Questioned as to whether he expected those tensions to continue and impact board of education meetings, Basnight said, “My crystal ball is really foggy, because I don’t know. The [COVID] masking issue sort of drew the line in the sand — and you were, or you weren’t…I think, at times, there wasn’t a lot of two-way conversation on the issue.”

“In my mind, parents should be involved in their child’s education” he stated. “I think there have been times in the past when you couldn’t get a parent to come to a parent night, much less a board of education meeting. So I do expect maybe an increased involvement by parents, but that’s not a bad thing. I want to work with parents to provide their children with the best education.”

“Things like CRT and SEL have taken a life of their own, which may not have been what was intended when the subject came up,” he added. “Those are separate issues…”

A new board of education

As he begins his stint as superintendent, Basnight will also be working with a Dare County Board of Education that was significantly altered by the fall elections.
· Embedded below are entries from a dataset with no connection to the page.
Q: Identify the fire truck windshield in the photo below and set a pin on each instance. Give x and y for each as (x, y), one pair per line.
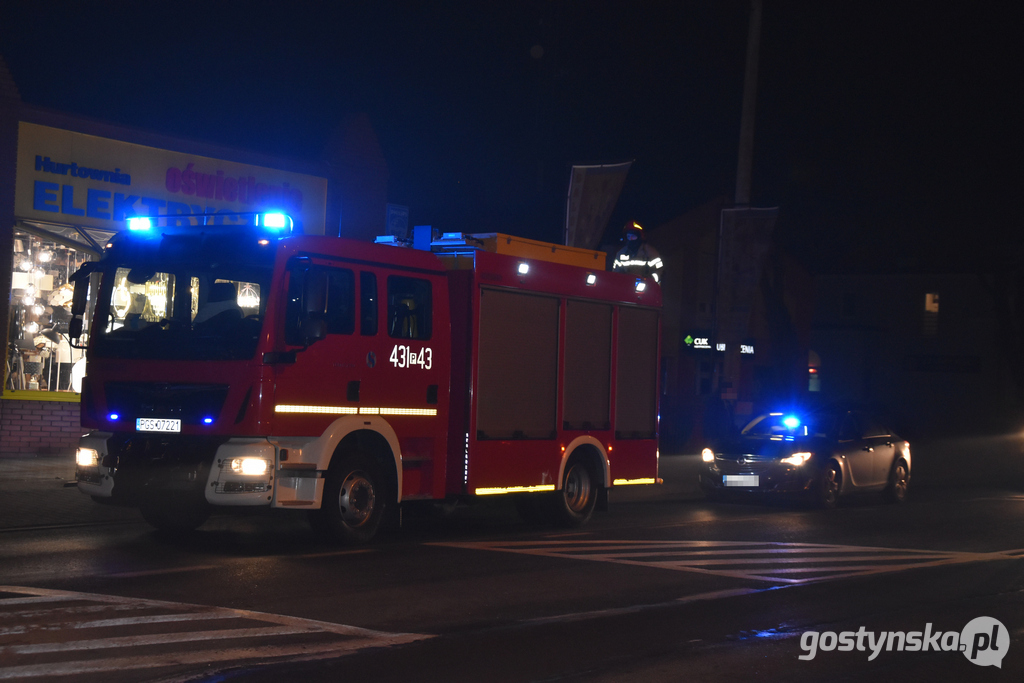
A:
(180, 311)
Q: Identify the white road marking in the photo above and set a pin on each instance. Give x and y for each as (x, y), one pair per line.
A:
(27, 633)
(785, 563)
(596, 613)
(156, 572)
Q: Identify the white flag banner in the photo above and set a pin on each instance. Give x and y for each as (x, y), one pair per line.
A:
(593, 194)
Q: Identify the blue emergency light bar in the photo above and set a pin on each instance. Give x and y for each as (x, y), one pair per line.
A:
(139, 223)
(274, 221)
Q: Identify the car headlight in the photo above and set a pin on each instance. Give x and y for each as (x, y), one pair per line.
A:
(797, 459)
(249, 466)
(87, 458)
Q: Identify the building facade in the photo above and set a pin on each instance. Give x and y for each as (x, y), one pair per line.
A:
(68, 183)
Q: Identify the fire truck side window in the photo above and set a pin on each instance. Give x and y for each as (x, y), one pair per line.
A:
(339, 302)
(409, 307)
(368, 303)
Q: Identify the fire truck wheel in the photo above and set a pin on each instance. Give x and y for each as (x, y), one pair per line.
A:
(175, 518)
(574, 503)
(354, 500)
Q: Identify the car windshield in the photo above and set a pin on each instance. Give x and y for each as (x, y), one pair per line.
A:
(781, 426)
(180, 311)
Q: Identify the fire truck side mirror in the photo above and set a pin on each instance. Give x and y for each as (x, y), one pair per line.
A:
(313, 329)
(80, 298)
(81, 294)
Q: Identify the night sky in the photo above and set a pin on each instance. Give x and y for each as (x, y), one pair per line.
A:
(889, 134)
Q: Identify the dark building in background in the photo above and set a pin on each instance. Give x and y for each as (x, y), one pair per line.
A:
(923, 348)
(66, 185)
(700, 392)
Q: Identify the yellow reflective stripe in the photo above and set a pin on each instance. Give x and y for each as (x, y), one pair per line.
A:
(331, 410)
(352, 410)
(515, 489)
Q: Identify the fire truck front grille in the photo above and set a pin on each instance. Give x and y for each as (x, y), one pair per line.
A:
(189, 402)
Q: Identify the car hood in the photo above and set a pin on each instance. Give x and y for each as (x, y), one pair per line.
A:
(766, 449)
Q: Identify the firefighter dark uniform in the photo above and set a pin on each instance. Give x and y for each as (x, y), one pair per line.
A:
(636, 257)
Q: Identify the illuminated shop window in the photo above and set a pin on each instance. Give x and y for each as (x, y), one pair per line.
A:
(39, 356)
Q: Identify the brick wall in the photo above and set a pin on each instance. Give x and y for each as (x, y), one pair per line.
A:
(38, 427)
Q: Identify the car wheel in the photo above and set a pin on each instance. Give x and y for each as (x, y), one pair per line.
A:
(574, 503)
(354, 500)
(828, 486)
(899, 481)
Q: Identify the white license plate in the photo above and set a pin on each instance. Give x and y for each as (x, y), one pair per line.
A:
(740, 480)
(158, 425)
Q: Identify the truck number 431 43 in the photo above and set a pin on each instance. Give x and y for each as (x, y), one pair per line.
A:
(404, 356)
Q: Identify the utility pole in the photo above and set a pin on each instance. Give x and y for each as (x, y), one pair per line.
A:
(750, 100)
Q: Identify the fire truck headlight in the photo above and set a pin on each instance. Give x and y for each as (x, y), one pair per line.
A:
(87, 458)
(250, 466)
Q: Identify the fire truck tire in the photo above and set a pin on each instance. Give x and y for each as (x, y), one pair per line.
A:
(574, 503)
(173, 518)
(354, 500)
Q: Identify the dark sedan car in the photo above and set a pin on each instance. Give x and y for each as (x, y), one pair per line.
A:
(823, 455)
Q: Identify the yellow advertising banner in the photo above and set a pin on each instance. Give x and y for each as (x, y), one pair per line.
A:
(74, 178)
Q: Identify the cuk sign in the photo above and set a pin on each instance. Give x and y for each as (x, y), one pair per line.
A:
(699, 341)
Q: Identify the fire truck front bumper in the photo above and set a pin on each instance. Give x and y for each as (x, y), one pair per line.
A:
(131, 469)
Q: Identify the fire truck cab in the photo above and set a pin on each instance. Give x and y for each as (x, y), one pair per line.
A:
(240, 365)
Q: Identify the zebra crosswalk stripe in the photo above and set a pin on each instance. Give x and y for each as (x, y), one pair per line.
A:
(49, 634)
(785, 563)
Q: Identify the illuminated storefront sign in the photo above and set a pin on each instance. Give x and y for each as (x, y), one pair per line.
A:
(69, 177)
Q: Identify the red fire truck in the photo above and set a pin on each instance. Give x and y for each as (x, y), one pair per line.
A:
(244, 365)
Three incumbents chose not to run for re-election and were succeeded by three newcomers—Dan Payne, Barry Wickre and Matt Brauer. Payne and Wickre were then elected as chair and vice-chair of the new board by identical 4-3 votes.

Basnight was asked whether he expected either a new direction from the new board and whether the 4-3 split on the leadership votes signaled a significant schism on that body.

“A lot of board reaction, a lot of board direction comes from events that really take place outside of the board. If I could predict the kind of issues that are going to be put in front of the board to address, I may be able to answer that question,” he said.

But Basnight also added that thus far, “from what I’ve heard from the board members, they’re willing to work for consensus and I’m willing to help them” work toward it.

 

 

 




Comments

  • Bill

    He definitely has a lot to deal with. Especially the School Board.

    Monday, Jan 23 @ 3:19 pm
  • Jason Summerton

    He’s got resolve. Turning around an aircraft carrier takes skill and patience. He’s got both. Pray others do as well.

    Monday, Jan 23 @ 8:12 pm
  • Sarah

    I could not be more thrilled that my son will have Mr. Basnight as his superintendent for his last year and a half of being a DCS student! Mr. Basnight was a phenomenal teacher who always went above and beyond for his students, and I know he’ll do the same in his new position as superintendent. I don’t have a doubt that he’ll be willing to work with the new BOE to create the best opportunities for our students…I just hope and pray the new board will listen to him and learn from his example and expertise to truly support and encourage each and every student in the school system.

    Monday, Jan 23 @ 9:25 pm
  • democracy

    No offense intended, but this guy failed to adequately address with substance any of the issues raised in this article. He appears to be clueless.